7 steps to be followed for large data business success
Source: Internet
Author: User
KeywordsLarge data large data we large data we steps large data we steps follow large data we steps follow own
In the IT field, we all love to hype and create popular language. Like fashion trends, we seem to have a 20-year cycle in which we revert to the previous technology and give it a new name, insisting that it is a technology that everyone must have immediately. The latest hype is: Big data.
From the http://www.aliyun.com/zixun/aggregation/13541.html ">interop convention to various cloud meetings, we were told that if we did not develop a big data strategy (and combined with cloud strategy), we would fall behind.
For large data, there are three important facts. First, it is not a new trend. Amazon, Microsoft and Google have been working on big data since the 90 's. In fact, many companies have been digging up data for decades. It may be that only large companies with large financial resources were able to carry out big data studies, but big data did exist already. Now, based on cheap computing and storage capabilities and new tools and technologies, almost everyone can use advanced data mining techniques and algorithms.
Many people think that big data is just the new name for Business Intelligence (BI), although the two have similarities, but big data goes beyond the scope of BI.
Second fact: "Big" is relative. Now, industry organizations do face record levels of data growth. According to IDC, we create more than TB data per second, and by 2020 we will have more than 35ZB of storage data. However, big data is not necessarily huge, the big data is not about its size, but what you need to do with it. Small companies with terabytes may also have big data problems because they need to extract, analyze, and make decisions.
Third, the data used in large-data processing is defined broadly, and it can contain both structured and unstructured data. For some companies, the most important thing is the metadata of large data, or data about data.
The author of McKinsey's definition of large data as "a dataset that is larger than the capture, storage, management, and analysis capabilities of traditional database software" adds: "These datasets require a large number of parallel software (systems) running on hundreds of or even thousands of of servers (clouds) to process." ”
Here are 7 steps to success with large data:
Step 1th: Acknowledge the problem. This is often the hardest step. 10 years ago, we refused to acknowledge that our network was no longer protected by firewalls and proxy servers, and that we had to access the infrastructure and embrace the Internet for our employees remotely.
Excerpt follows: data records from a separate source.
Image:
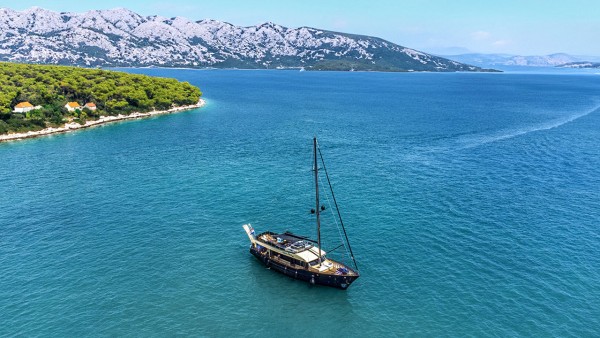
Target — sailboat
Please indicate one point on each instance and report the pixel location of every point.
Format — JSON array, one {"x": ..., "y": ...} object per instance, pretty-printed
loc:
[{"x": 299, "y": 256}]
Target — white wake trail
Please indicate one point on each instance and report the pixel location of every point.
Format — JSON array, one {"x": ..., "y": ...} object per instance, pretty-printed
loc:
[{"x": 476, "y": 141}]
For large data, it leaders need to evaluate their data:
Does your DataSet make you overwhelmed?
You don't know where all the data is?
Do you (or business leaders) not get the information you need from your data?
Do business leaders not make decisions based on data?
Is it possible to increase the relevance of it in enterprise policy and strategic decision making?
If you're like most companies, the answer to some or all of these questions is yes, it's time to control your data and dig out information to provide leadership decisions.
The content source of this page is from Internet, which doesn't represent Alibaba Cloud's opinion;
products and services mentioned on that page don't have any relationship with Alibaba Cloud. If the
content of the page makes you feel confusing, please write us an email, we will handle the problem
within 5 days after receiving your email.
If you find any instances of plagiarism from the community, please send an email to:
info-contact@alibabacloud.com
and provide relevant evidence. A staff member will contact you within 5 working days.